Feynman Amplitude Approach to study the Passage of a Jet in a Medium

TL;DR

This paper uses the Feynman amplitude approach to analyze how Bose-Einstein symmetry causes collective momentum transfer during jet-medium interactions, potentially explaining observed angular correlations in high-energy collisions.

Contribution

It introduces a novel application of the Feynman amplitude method to study Bose-Einstein interference effects in jet propagation through a medium.

Findings

Bose-Einstein symmetry leads to destructive and constructive interference regions.

Collective longitudinal momentum transfer occurs along the jet direction.
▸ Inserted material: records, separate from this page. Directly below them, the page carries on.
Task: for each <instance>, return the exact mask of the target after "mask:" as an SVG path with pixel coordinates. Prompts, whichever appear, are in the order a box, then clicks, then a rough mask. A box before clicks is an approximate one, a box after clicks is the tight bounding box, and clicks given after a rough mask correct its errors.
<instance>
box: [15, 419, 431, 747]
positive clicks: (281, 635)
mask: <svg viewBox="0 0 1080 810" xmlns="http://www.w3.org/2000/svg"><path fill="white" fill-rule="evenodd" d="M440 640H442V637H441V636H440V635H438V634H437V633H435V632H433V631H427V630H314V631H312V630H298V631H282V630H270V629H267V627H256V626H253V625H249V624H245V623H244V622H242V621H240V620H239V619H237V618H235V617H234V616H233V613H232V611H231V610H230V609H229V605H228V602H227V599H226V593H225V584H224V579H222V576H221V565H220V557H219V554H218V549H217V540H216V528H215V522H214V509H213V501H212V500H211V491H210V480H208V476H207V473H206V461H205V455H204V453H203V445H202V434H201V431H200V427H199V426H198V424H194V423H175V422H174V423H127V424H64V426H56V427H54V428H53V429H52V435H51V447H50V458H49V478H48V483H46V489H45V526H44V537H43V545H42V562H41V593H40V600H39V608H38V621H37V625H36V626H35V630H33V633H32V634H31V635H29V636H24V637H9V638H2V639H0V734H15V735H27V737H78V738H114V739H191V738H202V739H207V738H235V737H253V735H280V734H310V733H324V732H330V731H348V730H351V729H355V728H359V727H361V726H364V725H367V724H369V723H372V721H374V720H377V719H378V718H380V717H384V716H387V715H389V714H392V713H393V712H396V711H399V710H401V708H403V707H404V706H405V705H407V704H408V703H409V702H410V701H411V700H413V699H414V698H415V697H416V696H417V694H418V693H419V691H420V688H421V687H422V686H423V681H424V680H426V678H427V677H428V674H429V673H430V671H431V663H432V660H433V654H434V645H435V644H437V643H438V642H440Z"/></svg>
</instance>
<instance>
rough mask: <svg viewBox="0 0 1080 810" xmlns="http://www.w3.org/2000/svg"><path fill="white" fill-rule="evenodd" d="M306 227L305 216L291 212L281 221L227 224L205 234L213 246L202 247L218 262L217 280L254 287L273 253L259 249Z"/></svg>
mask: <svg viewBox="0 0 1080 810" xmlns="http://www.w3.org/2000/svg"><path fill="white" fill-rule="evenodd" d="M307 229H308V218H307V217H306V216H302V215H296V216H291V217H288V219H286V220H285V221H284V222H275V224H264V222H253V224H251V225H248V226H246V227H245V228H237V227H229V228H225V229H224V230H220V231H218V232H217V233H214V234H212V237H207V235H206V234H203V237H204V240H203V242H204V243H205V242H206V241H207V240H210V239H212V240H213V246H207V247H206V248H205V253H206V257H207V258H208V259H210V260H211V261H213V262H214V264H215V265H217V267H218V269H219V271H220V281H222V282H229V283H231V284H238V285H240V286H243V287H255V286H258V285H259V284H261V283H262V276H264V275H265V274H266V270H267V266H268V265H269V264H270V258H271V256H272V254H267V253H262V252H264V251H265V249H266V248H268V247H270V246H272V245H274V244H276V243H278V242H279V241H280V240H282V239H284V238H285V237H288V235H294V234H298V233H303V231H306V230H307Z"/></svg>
Possible explanation for angular correlations observed at RHIC and LHC.

Abstract

In the Feynman amplitude approach for coherent collisions of a jet with medium partons, the Bose-Einstein symmetry with respect to the interchange of the exchanged bosons leads to a destructive interference of the amplitudes in most regions of the phase space but a constructive interference in some other regions. As a consequence, there is a collective longitudinal momentum transfer to the scatterers along the jet direction, each scatterer carrying a substantial fraction of the incident jet longitudinal momentum. The manifestation of the Bose-Einstein interference may have been observed in angular correlations of hadrons associated with a high-p_T trigger in high-energy collisions at RHIC and LHC.